The solution to your quandary is to solve this exercise by proposing coefficients of an invertible model in the first place. You don't have to find polynomial roots to do that: simply pick $k$ numbers $\lambda_i$ of (complex) modulus no less than $1$ for the roots, construct the polynomial $$p(z) = \frac{\prod_{i=1}^k (z-\lambda_i) }{ \prod_{i=1}^k (-\lambda_i)} = 1 + p_1 z + p_2 z^2 + \cdots + p_k z^k,$$ and specify the vector $(p_1,p_2, \ldots, p_k)$ in the simulation.
Here's an example in R with $(\lambda_i)=(1,3/2,\pm 2i).$ Because the complex roots occur in conjugate pairs ($\pm 2i$), the model will be real:
lambda <- c(1, 3/2, 2i, -2i)
p <- 1; for (l in lambda) p <- convolve(p, c(1, -l), type="open")
(coeff <- Re(p[-1] / p[1]))
The coefficients are $(-5/3, 11/12, -5/12, 1/6) \approx (-1.667, 0.917, -0.417, 0.167).$ Now simulate and fit. (This time let's generate a much longer series so the estimates will be more reliable.)
set.seed(17)
x <- arima.sim(model = list(ma=coeff), n = 5000)
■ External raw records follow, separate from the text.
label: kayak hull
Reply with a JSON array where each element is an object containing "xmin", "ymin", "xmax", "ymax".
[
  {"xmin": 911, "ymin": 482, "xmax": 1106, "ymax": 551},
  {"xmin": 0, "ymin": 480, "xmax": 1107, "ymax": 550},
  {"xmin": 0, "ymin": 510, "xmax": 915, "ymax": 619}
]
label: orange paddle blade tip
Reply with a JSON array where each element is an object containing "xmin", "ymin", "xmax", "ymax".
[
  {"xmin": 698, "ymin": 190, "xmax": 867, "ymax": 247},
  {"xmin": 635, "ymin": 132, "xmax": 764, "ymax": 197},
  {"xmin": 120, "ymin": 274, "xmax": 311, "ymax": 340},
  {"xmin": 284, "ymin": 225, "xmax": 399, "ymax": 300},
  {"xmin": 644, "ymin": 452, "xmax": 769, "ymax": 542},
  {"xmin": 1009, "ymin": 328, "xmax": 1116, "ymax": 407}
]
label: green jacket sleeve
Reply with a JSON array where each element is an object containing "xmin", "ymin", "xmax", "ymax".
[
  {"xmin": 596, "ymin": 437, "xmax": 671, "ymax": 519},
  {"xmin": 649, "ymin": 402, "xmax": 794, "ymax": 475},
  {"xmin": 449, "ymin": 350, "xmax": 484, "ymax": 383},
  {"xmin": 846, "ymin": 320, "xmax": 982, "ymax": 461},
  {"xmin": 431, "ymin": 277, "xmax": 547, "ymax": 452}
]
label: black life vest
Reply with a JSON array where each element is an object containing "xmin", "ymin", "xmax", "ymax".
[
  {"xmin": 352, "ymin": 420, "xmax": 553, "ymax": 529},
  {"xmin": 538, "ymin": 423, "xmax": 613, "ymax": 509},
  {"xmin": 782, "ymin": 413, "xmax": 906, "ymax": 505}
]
arima(x, order = c(0,0,length(coeff)), method = "ML")
Coefficients:
ma1 ma2 ma3 ma4 intercept
-1.6536 0.9069 -0.4110 0.1577 0
s.e. 0.0141 0.0268 0.0265 0.0141 0
sigma^2 estimated as 0.9754: log likelihood = -7037.65, aic = 14087.31
Not only are the coefficients well-estimated, so also is the variance of the innovations $\sigma^2$ (which was equal to $1$ by default).
Reference
Hamilton, James D. (1994), Time Series Analysis, Princeton University Press: Section 3.7, Invertibility.